Para vencer a bárbarie

Literatura pode ser um antídoto para quase qualquer mal. Dessa vez, a recomendação para quem quer aprender a lidar com políticos intolerantes é ler a obra de Voltaire. A receita para recuperar a sáude da atmosfera pública globalmente contaminada é do professor emérito da Universidade de Harvard, Robert Darnton, em artigo publicado originalmente no The New York Times e republicado aqui pela Folha (íntegra no link https://www1.folha.uol.com.br/ilustrissima/2019/01/para-lidar-com-politicos-intolerantes-inspire-se-em-voltaire.shtml para assinantes).

Para quem, como o filósofo francês do Século XVIII, acredita na vitória da civilidade sobre a bárbarie, fica a dica.

200 anos da criatura

A coisa, amarelada no livro, esverdeada no cinema. Imagem: Iowa Now/University of Iowa

Foi numa lúgubre noite de novembro que contemplei a conquista de meus pesados trabalhos. Com uma ansiedade que era quase agonia, coletei os instrumentos da vida ao meu redor, para que pudesse infundir uma centelha na coisa inanimada aos meus pés.

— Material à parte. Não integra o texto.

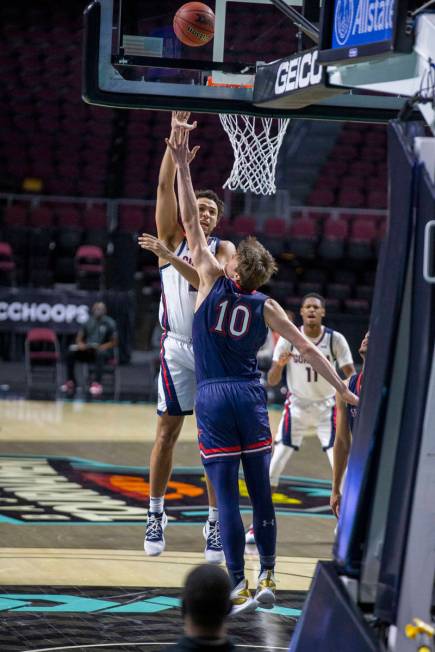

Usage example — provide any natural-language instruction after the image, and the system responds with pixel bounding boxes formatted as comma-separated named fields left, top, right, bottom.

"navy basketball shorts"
left=195, top=378, right=272, bottom=466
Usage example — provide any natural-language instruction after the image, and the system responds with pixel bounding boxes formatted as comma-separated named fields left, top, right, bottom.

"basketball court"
left=0, top=400, right=335, bottom=650
left=1, top=0, right=435, bottom=650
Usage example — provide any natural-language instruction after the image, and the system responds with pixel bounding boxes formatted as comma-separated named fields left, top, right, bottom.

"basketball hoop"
left=219, top=114, right=290, bottom=195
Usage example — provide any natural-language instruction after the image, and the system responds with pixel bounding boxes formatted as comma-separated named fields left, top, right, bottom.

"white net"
left=219, top=114, right=290, bottom=195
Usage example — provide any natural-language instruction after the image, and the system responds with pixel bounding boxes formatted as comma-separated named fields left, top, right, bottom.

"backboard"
left=83, top=0, right=416, bottom=121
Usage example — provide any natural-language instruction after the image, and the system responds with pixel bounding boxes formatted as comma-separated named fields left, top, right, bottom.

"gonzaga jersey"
left=159, top=236, right=219, bottom=337
left=192, top=276, right=268, bottom=383
left=273, top=326, right=353, bottom=401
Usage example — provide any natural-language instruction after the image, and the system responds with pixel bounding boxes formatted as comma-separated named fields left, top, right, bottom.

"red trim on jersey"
left=244, top=437, right=273, bottom=450
left=159, top=333, right=173, bottom=400
left=232, top=279, right=256, bottom=295
left=356, top=371, right=363, bottom=395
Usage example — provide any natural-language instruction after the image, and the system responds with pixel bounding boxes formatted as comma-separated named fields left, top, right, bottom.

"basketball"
left=173, top=2, right=215, bottom=47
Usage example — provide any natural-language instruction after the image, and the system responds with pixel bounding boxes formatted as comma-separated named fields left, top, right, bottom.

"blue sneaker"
left=144, top=511, right=168, bottom=556
left=203, top=520, right=224, bottom=564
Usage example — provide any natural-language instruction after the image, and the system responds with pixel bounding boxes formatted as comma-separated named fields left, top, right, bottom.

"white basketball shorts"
left=275, top=394, right=336, bottom=450
left=157, top=331, right=195, bottom=416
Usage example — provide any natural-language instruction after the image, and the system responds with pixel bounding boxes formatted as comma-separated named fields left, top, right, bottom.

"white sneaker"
left=255, top=570, right=276, bottom=609
left=245, top=524, right=256, bottom=545
left=230, top=579, right=258, bottom=616
left=144, top=511, right=168, bottom=556
left=203, top=520, right=224, bottom=564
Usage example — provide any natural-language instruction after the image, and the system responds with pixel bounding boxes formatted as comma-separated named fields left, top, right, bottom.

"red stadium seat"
left=25, top=327, right=61, bottom=389
left=288, top=218, right=317, bottom=259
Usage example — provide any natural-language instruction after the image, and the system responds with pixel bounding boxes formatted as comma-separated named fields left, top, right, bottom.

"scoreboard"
left=318, top=0, right=415, bottom=65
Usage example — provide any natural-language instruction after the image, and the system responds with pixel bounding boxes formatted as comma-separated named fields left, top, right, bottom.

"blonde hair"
left=236, top=237, right=277, bottom=292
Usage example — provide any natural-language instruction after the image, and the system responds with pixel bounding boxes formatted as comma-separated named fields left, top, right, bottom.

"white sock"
left=326, top=448, right=334, bottom=468
left=269, top=441, right=294, bottom=487
left=149, top=496, right=164, bottom=514
left=208, top=506, right=219, bottom=522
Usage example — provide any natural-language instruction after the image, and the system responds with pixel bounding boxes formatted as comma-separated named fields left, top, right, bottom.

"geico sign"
left=274, top=50, right=322, bottom=95
left=0, top=302, right=90, bottom=323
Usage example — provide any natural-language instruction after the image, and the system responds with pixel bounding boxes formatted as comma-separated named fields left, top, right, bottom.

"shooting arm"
left=177, top=162, right=220, bottom=278
left=155, top=142, right=182, bottom=245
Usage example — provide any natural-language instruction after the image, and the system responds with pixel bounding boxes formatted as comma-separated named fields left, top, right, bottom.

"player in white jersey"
left=138, top=113, right=236, bottom=560
left=246, top=293, right=355, bottom=544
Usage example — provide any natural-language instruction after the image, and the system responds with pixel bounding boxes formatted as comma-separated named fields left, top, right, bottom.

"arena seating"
left=0, top=0, right=389, bottom=320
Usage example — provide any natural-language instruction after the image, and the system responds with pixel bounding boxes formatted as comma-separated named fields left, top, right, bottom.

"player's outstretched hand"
left=330, top=491, right=341, bottom=518
left=171, top=111, right=195, bottom=131
left=340, top=387, right=359, bottom=407
left=138, top=233, right=172, bottom=261
left=166, top=128, right=200, bottom=167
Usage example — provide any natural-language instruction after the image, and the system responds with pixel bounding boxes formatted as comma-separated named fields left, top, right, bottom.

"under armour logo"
left=262, top=519, right=275, bottom=527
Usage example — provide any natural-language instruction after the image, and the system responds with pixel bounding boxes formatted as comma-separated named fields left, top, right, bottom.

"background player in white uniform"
left=246, top=293, right=355, bottom=544
left=138, top=113, right=235, bottom=559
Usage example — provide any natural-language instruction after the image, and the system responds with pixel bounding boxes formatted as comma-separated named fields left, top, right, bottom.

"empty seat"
left=366, top=189, right=388, bottom=209
left=25, top=327, right=61, bottom=390
left=333, top=269, right=357, bottom=285
left=288, top=219, right=317, bottom=259
left=348, top=218, right=376, bottom=260
left=232, top=215, right=257, bottom=242
left=118, top=206, right=146, bottom=233
left=75, top=245, right=104, bottom=290
left=302, top=268, right=328, bottom=284
left=28, top=205, right=54, bottom=228
left=325, top=283, right=351, bottom=300
left=337, top=188, right=365, bottom=208
left=344, top=298, right=370, bottom=314
left=307, top=188, right=335, bottom=207
left=298, top=281, right=324, bottom=296
left=324, top=298, right=341, bottom=313
left=355, top=285, right=374, bottom=301
left=262, top=217, right=288, bottom=255
left=318, top=218, right=348, bottom=260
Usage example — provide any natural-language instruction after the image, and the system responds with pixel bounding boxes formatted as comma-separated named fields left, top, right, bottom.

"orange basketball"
left=173, top=2, right=215, bottom=47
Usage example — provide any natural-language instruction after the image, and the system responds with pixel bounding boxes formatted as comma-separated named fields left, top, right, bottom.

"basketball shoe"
left=203, top=520, right=224, bottom=564
left=144, top=511, right=168, bottom=556
left=230, top=579, right=258, bottom=616
left=245, top=524, right=255, bottom=545
left=255, top=570, right=276, bottom=609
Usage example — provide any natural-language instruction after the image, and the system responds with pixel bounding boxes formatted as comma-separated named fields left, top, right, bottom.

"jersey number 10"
left=213, top=300, right=251, bottom=338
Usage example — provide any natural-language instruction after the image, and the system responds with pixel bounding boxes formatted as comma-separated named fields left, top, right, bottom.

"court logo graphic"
left=0, top=455, right=333, bottom=524
left=334, top=0, right=355, bottom=46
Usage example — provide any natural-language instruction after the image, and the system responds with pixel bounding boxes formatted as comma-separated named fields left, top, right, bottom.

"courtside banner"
left=0, top=289, right=102, bottom=332
left=253, top=48, right=344, bottom=109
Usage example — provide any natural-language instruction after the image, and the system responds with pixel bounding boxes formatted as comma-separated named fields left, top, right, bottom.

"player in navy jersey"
left=161, top=119, right=358, bottom=615
left=330, top=331, right=369, bottom=518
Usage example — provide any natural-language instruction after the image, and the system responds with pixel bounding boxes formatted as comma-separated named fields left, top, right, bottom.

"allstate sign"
left=332, top=0, right=394, bottom=49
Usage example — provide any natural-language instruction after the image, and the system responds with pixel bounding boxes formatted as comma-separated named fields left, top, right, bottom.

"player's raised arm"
left=155, top=112, right=198, bottom=248
left=166, top=126, right=221, bottom=280
left=264, top=298, right=359, bottom=406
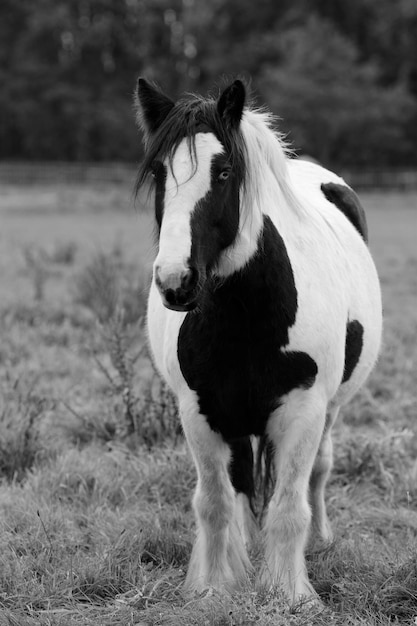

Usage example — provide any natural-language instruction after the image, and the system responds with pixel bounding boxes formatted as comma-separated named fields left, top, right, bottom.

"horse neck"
left=216, top=153, right=300, bottom=278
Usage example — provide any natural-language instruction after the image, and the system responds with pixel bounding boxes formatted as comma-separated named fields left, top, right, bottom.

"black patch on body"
left=343, top=320, right=364, bottom=383
left=321, top=182, right=368, bottom=243
left=177, top=216, right=318, bottom=442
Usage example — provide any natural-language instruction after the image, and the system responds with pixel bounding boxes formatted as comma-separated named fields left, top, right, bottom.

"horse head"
left=136, top=79, right=246, bottom=311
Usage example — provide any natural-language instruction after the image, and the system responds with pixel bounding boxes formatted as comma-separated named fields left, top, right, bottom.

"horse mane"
left=239, top=108, right=307, bottom=223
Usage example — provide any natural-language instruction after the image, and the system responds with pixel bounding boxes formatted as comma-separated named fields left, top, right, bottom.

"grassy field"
left=0, top=184, right=416, bottom=625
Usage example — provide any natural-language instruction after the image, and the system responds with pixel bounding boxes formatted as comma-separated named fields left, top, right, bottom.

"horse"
left=134, top=78, right=382, bottom=604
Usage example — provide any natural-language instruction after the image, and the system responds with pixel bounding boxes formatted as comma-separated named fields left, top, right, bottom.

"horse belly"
left=283, top=213, right=382, bottom=407
left=334, top=254, right=382, bottom=406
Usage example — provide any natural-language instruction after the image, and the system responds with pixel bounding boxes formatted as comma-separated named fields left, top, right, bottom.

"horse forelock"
left=136, top=95, right=247, bottom=199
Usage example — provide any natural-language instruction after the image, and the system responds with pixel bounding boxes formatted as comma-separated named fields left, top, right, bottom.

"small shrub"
left=73, top=247, right=178, bottom=449
left=133, top=380, right=181, bottom=448
left=22, top=245, right=51, bottom=302
left=59, top=402, right=117, bottom=445
left=96, top=310, right=180, bottom=446
left=0, top=379, right=48, bottom=481
left=74, top=251, right=120, bottom=322
left=47, top=240, right=77, bottom=265
left=74, top=248, right=147, bottom=325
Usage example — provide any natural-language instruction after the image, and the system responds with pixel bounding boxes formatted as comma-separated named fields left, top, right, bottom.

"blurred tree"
left=311, top=0, right=417, bottom=164
left=0, top=0, right=415, bottom=166
left=259, top=16, right=414, bottom=166
left=0, top=0, right=193, bottom=160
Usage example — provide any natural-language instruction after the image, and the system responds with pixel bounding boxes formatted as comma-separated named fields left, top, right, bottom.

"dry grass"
left=0, top=185, right=416, bottom=625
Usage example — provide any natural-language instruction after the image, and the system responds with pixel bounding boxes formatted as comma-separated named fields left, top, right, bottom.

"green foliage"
left=0, top=0, right=416, bottom=166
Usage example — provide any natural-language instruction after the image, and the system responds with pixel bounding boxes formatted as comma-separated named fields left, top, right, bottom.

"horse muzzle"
left=154, top=264, right=201, bottom=312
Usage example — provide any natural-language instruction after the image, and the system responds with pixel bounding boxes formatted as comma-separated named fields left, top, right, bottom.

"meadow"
left=0, top=183, right=416, bottom=625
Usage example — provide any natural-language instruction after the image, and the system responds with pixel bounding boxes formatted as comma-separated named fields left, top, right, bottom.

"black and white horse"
left=135, top=78, right=382, bottom=603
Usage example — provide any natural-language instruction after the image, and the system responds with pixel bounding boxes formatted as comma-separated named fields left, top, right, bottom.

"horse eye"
left=218, top=170, right=230, bottom=182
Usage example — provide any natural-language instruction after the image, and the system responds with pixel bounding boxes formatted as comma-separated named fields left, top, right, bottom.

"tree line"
left=1, top=0, right=416, bottom=168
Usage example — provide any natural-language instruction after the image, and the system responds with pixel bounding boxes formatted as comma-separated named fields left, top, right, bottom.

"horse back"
left=289, top=159, right=368, bottom=242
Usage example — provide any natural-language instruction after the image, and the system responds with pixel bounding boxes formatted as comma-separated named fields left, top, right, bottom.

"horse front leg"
left=180, top=394, right=251, bottom=593
left=259, top=388, right=327, bottom=604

Já era uma da manhã; a chuva batia melancolicamente contra as vidraças e minha vela fora quase toda consumida, quando sob sua luz débil, vi o torpe olho amarelo da criatura se abrir; ela respirou fundo, e um movimento convulsivo agitou seus membros.

Trecho inicial da primeira edição de Frankenstein, ou o Prometeu Moderno, de Mary Shelley. O livro, publicado em 1818 sem os créditos a Mary, ganhou mitologia própria e é considerado como a primeira obra de ficção científica da história. Shelley escreveu a história – surgida, segundo consta, a partir de um desafio lançado pelo poeta Lord Byron, quando tinha 19 anos. Para um mais conhecidos herdeiros do gênero nos tempos atuais, Stephen King, Frankenstein é, ao lado de Drácula, de Bram Stoker e O Estranho Caso do Dr. Jekyll e Mr. Hyde, de Robert Louis Stevenson, um dos principais clássicos da literatura de terror.

Mary Poppins de volta

Além de Mary Shelley, no Netflix, outra Mary que chega às telas na temporada de final de ano é a personagem criada pela australiana Pamela Lyndon Travers em 1934. A mágica babá inglesa, que, juntamente com o Quebra-Nozes original do conto de Hofmann, já é um clássico da temporada natalina, estará nas telas dos cinemas a partir do dia 20 com “O Retorno de Mary Poppins”. O filme, dos estúdios Disney, tem direção de Rob Marshall e nomes como Emily Blunt, Meryl Streep e Colin Firth no elenco.

 

Mary Shelley na Netflix

Boa dica para conhecer um pouco da vida de uma das principais escritoras de língua inglesa e, ao mesmo tempo, entender um pouco a gênese de um dos grandes clássicos da literatura mundial: o Dr. Frankenstein. É “Mary Shelley”, filme dirigido por Haifaa Al Mansour e com Elle Fanning no papel-título, disponível na Netflix, que mostra a história do romance entre ela e Percy Shelley, um poeta consagrado (e casado) da Londres do início do Século XIX.